Kemudian seperti biasa diadakan sesi Tanya jawab. Pertanyaan pertama dari the Tanti aryanti dengan pertanyaan ”Maaf kang izin bertanya, sebaiknya berapa jangka waktu yang baik suatu specimen itu untuk dijadikan herbarium?”, kang Arifin memberikan tanggapan yaitu “ketika melakukan pengoleksian specimen di lapangan misalkan kita mencari specimen di lapangan selama 2 jam, langsung masukan ke karung, dan setiap jenis dilindungi kain untuk memudahkan ketika akan dipisahkan ketika di bongkar di tenda atau basecamp. Ketika sesampainya di tenda atau basecamp, langsung di bongkar dan dilapisi koran serta diberi alcohol 70%, sebab kalua dinanti-nanti tumbuhan akan layu (daunnya) sehingga tidak bagus untuk dibuat awetan kering”. Kemudian pertanyaan selanjutnya dari kang Daud Prasetyo “Spesies apa sih kang yang susah dijadikan herbarium?”, “Spesies yang susah dijadikan herbarium menurut saya yaitu rotan, karena harus lengkap tidak boleh ada yang ketinggalan bagian-bagiannya, pengambilan tumbuhannya pun agak ribet harus ditarik, dipotong batangnya, pelepahnya juga harus keambil, daunnya juga harus dikoleksi, serta rotan itu durinya banyak, maka untuk rotan harus menggunakan sarung tangan tebal biar tidak kena durinya” jawaban kang Arifin. Pertanyaan terakhir dari teh Ayu wandira “Kalau jamur termasuk awetan basah kan kang, apakah ada perlakuan khusus gitu gak kang buat jamur?”, “Jamur itu bukan awetan basah, jamur itu harus dikeringkan tidak boleh basah. Cara penyimpanannya berbeda juga. Namun di FIPIA sendiri belum terfokuskan ke jamur, makannya masih sedikit. Namun, bisa ditanyakan ke beberapa rekan saya lewat email yaitu mba Atik Retnowati kepala herbarium bogoriense dan kang Alexander Nara sebagai Curator Herbarium UI, karena disana sudah fokus ke jamur” jawaban kang Arifin.

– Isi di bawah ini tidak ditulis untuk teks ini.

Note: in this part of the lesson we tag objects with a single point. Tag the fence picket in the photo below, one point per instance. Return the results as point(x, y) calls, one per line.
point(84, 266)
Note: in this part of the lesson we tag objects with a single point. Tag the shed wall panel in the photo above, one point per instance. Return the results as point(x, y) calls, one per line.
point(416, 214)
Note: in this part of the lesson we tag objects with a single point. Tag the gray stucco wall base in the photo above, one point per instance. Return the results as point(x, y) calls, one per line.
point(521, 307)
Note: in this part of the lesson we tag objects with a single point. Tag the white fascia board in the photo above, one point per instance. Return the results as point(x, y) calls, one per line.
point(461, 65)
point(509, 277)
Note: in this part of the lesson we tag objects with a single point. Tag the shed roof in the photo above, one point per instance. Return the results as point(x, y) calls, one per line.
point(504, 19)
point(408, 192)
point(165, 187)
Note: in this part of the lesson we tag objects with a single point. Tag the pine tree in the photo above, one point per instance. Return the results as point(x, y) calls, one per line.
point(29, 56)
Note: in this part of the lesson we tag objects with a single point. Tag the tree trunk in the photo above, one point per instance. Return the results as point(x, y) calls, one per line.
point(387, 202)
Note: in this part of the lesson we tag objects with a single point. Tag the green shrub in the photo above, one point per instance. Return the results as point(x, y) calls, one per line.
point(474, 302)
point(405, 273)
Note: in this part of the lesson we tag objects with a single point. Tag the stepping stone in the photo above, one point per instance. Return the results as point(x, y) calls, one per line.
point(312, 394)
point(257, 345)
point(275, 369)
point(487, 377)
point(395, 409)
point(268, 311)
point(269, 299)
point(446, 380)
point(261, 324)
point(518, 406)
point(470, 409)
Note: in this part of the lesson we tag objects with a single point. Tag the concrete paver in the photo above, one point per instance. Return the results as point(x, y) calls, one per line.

Setelah sesi tanya jawab selesai, dilakukan penyerahan sertifikat secara simbolis untuk pemateri yaitu kang Arifin. Selanjutnya, dilakukan sesi kuis via quiziz dimana kuis tersebut sebagai bentuk evaluasi peserta terhadap materi yang disampaikan hari ini. Mudah-mudahan, ilmu yang diberikan hari ini dapat bermanfaat dan dapat dipakai di kehidupan sehari-hari, Aamiin.